Shared infrastructure for reasoning gym environments (math, puzzles, logic)
Project description
chuk-gym-core
Shared infrastructure for building reasoning gym environments for training and evaluating AI reasoning capabilities.
What is this?
chuk-gym-core is a Python library that provides the foundational components for creating reasoning gym environments - structured environments where AI models can practice and be evaluated on logical reasoning, mathematical problem-solving, and constraint satisfaction tasks.

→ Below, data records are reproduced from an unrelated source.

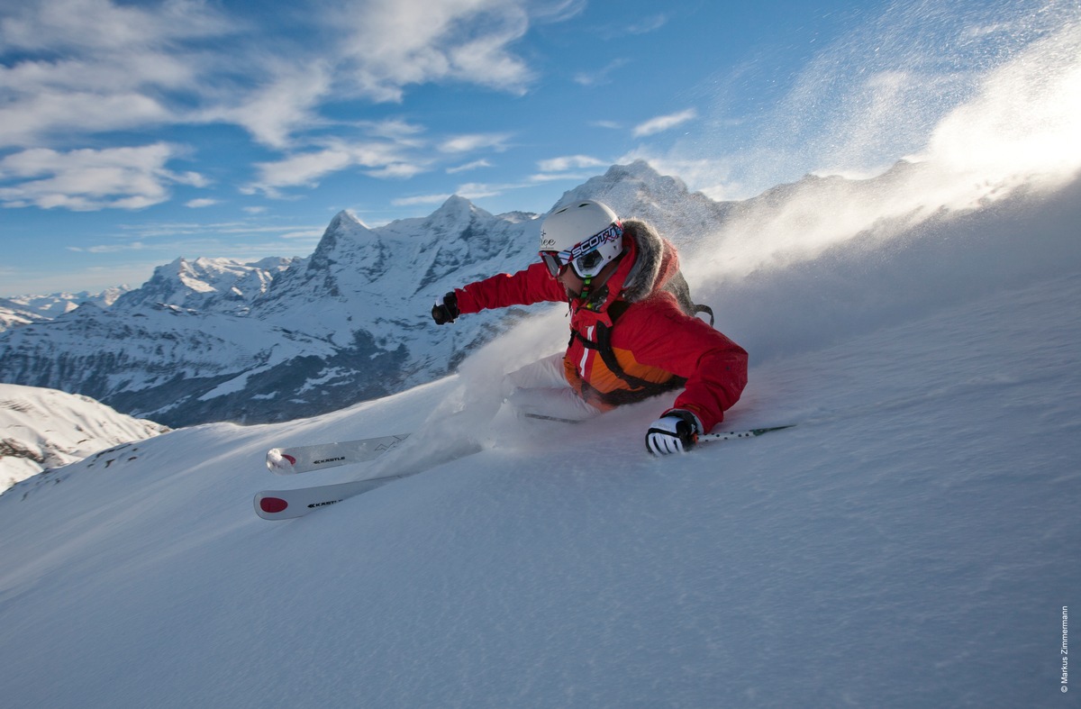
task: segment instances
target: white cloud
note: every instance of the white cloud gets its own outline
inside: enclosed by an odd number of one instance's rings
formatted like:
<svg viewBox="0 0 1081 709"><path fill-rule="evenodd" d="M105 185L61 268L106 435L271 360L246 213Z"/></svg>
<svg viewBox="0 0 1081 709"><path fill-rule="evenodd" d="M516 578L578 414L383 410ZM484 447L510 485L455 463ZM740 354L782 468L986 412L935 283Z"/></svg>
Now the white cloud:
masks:
<svg viewBox="0 0 1081 709"><path fill-rule="evenodd" d="M228 122L289 149L297 134L325 124L323 104L343 97L400 101L410 85L446 81L522 93L534 75L511 48L531 14L556 22L582 8L535 0L301 4L309 31L294 41L273 34L258 9L201 0L0 3L0 145Z"/></svg>
<svg viewBox="0 0 1081 709"><path fill-rule="evenodd" d="M280 188L313 187L326 175L350 168L366 168L373 177L412 177L430 169L424 158L412 158L402 146L379 141L333 141L326 147L297 152L275 162L263 162L258 179L243 191L281 197Z"/></svg>
<svg viewBox="0 0 1081 709"><path fill-rule="evenodd" d="M328 17L346 27L341 68L375 101L401 101L410 84L465 81L522 92L533 79L509 51L529 29L525 0L371 0Z"/></svg>
<svg viewBox="0 0 1081 709"><path fill-rule="evenodd" d="M689 108L688 110L680 111L678 113L669 113L667 116L651 118L644 123L639 123L635 126L635 137L644 137L646 135L669 131L678 125L686 123L688 121L692 121L697 117L698 112L693 108Z"/></svg>
<svg viewBox="0 0 1081 709"><path fill-rule="evenodd" d="M540 172L565 172L568 170L580 170L582 168L603 168L609 163L590 156L564 156L562 158L551 158L537 163Z"/></svg>
<svg viewBox="0 0 1081 709"><path fill-rule="evenodd" d="M4 206L142 209L164 202L173 184L204 187L198 173L176 173L165 164L175 146L71 150L34 148L0 160L0 203Z"/></svg>
<svg viewBox="0 0 1081 709"><path fill-rule="evenodd" d="M510 138L507 133L475 133L470 135L457 135L443 141L439 150L441 152L471 152L483 148L494 150L505 150L506 143Z"/></svg>
<svg viewBox="0 0 1081 709"><path fill-rule="evenodd" d="M629 59L613 59L609 64L596 71L579 71L574 75L574 82L583 86L597 86L609 83L609 75L616 69L626 66Z"/></svg>
<svg viewBox="0 0 1081 709"><path fill-rule="evenodd" d="M464 165L457 165L456 168L448 168L448 175L456 175L459 172L469 172L470 170L480 170L482 168L491 168L492 163L483 158L480 160L473 160L472 162L467 162Z"/></svg>

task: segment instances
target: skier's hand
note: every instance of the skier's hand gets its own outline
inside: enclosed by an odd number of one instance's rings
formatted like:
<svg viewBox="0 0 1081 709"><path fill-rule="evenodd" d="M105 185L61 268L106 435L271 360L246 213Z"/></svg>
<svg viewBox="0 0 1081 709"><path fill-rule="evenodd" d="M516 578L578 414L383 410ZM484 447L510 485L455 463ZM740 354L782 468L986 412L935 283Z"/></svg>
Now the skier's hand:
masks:
<svg viewBox="0 0 1081 709"><path fill-rule="evenodd" d="M690 451L698 441L700 427L697 416L673 409L650 426L645 432L645 450L653 455Z"/></svg>
<svg viewBox="0 0 1081 709"><path fill-rule="evenodd" d="M454 322L459 315L462 312L458 310L458 296L454 295L454 291L437 299L436 305L431 306L431 319L437 325Z"/></svg>

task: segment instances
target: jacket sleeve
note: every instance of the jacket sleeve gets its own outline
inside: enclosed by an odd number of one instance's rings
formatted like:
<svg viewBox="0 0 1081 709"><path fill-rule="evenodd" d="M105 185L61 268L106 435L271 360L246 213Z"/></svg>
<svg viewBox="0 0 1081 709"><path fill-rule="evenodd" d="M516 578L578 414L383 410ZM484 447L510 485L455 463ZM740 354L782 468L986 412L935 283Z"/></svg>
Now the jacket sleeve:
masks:
<svg viewBox="0 0 1081 709"><path fill-rule="evenodd" d="M614 329L613 347L630 349L642 364L685 378L671 409L692 412L708 432L724 420L724 412L747 386L747 351L704 321L684 315L667 294L636 305Z"/></svg>
<svg viewBox="0 0 1081 709"><path fill-rule="evenodd" d="M458 310L464 313L512 305L566 300L563 286L539 262L517 273L499 273L455 289L454 295L458 299Z"/></svg>

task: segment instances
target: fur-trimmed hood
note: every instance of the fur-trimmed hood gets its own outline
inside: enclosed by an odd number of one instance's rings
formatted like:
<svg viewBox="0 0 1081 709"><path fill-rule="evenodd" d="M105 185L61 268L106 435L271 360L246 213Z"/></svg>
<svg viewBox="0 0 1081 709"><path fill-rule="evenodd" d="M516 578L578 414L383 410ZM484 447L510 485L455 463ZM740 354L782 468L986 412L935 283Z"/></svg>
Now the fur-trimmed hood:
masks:
<svg viewBox="0 0 1081 709"><path fill-rule="evenodd" d="M648 222L625 219L623 233L633 244L629 255L635 263L623 279L618 297L628 303L644 300L679 270L679 256Z"/></svg>

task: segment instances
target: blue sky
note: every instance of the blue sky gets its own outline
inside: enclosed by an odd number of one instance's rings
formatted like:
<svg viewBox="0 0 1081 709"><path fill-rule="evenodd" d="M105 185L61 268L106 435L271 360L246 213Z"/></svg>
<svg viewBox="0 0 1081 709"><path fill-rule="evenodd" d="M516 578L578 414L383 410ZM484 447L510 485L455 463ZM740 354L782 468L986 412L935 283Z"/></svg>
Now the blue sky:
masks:
<svg viewBox="0 0 1081 709"><path fill-rule="evenodd" d="M635 159L715 199L870 174L1054 24L1047 6L1077 15L1069 0L2 0L0 295L138 285L177 256L304 256L346 209L377 226L459 193L542 213Z"/></svg>

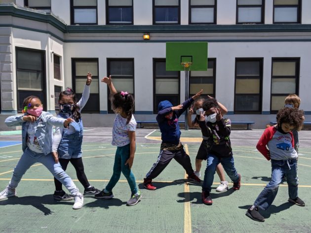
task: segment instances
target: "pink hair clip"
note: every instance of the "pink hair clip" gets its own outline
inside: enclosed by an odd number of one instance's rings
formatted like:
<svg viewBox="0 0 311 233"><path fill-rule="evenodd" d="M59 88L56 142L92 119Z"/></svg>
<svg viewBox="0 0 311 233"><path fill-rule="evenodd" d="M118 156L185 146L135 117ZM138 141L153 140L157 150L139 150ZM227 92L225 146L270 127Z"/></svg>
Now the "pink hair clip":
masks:
<svg viewBox="0 0 311 233"><path fill-rule="evenodd" d="M127 95L128 95L128 93L127 92L123 92L123 91L122 91L121 92L120 94L121 94L121 95L122 97L125 97L126 96L127 96Z"/></svg>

Think of it like OpenAI Gym, but specifically designed for:
- Training reasoning models with step-by-step verification
- Generating synthetic reasoning datasets for fine-tuning LLMs
- Evaluating AI reasoning capabilities with partial credit scoring
- Curriculum learning that adapts difficulty based on performance
Key Concepts
- Problems: Self-contained reasoning challenges with prompts and gold answers
- Traces: Machine-checkable solution traces showing each reasoning step
- Environments: Async interfaces for interactive problem-solving with rewards
- Verification: Automatic answer checking with error classification
- Curriculum: Progressive difficulty scheduling for training
Use Cases
- Training Data Generation: Generate millions of math/logic problems with verified solutions
- RL Training: Use environments with reward signals for reinforcement learning
- Model Evaluation: Test reasoning capabilities with partial credit and error analysis
- Dataset Export: Export to JSONL, chat, or instruction formats for fine-tuning
Overview
chuk-gym-core provides the unified foundation for reasoning gym environments:
- chuk-math-gym: Mathematical reasoning environments (arithmetic, algebra, etc.)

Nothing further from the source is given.